Besides, the computer room at our Catch Basin headquarters is closed until the Basement Magic folks finish their work on the southern wall. The Bomar Brain is covered with a big blue tarp, the ping pong table is pushed against the vault door, and the Top 50 leader board is frosted with a layer of white sanding dust.
“Rankings cant change twixt now & e of year,” a Cal Tech liaison just informed me in a text from sunny California. “Go off & play!”
So I’m off to Scotland. But don’t worry, I’ll continue to file Top 50 posts on a close-to-weekly basis.
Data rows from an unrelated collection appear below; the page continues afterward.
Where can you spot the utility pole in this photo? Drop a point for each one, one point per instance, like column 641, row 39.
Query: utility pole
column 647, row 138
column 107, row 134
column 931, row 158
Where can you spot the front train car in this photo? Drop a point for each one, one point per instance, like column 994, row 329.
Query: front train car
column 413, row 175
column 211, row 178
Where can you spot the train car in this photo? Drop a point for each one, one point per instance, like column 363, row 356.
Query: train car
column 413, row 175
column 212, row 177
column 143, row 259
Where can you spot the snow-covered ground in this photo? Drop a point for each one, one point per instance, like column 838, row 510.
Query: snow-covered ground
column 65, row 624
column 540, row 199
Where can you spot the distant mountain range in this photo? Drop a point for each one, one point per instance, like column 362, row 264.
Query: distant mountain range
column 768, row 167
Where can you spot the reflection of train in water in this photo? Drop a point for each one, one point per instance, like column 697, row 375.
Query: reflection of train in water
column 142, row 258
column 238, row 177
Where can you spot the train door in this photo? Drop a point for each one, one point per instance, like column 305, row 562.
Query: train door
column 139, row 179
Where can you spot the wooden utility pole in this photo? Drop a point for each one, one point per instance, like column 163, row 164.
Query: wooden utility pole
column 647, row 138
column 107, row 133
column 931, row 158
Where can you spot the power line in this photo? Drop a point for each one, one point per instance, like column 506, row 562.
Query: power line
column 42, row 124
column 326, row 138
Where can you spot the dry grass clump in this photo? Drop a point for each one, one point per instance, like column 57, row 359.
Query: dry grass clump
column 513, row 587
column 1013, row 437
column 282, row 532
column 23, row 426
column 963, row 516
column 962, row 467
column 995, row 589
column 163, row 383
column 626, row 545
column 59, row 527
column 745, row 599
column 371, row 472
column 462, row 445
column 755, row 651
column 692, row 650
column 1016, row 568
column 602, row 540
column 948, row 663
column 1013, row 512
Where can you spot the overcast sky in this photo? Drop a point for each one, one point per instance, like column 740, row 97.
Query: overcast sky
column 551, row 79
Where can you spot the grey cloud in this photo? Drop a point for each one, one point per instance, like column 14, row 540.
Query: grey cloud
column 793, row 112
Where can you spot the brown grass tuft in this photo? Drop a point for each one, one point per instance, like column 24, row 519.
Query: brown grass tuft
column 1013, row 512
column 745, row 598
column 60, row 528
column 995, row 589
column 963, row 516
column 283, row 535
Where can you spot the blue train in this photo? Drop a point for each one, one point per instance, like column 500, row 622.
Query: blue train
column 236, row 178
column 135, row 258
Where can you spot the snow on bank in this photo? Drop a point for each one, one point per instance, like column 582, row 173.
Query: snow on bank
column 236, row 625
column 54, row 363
Top 50 on TV: Nothing this week, but Golf Channel is showing endless re-runs of “Shell’s Wonderful World of Golf,” including a hard-to-forget (no matter how hard you try) match between Jack Nicklaus and a wheels-coming-off Johnny Miller at San Francisco’s Olympic Club (52). Other Shell episodes seem to have been staged on courses built just for the show in exotic corners of Asia and Africa. When the Top 50 is up to speed again, I’ll ask my technicians to prepare a list of “Top 10 Most Eloquent Jack Whitaker Descriptions of Sparsely-Grassed Resort Courses.”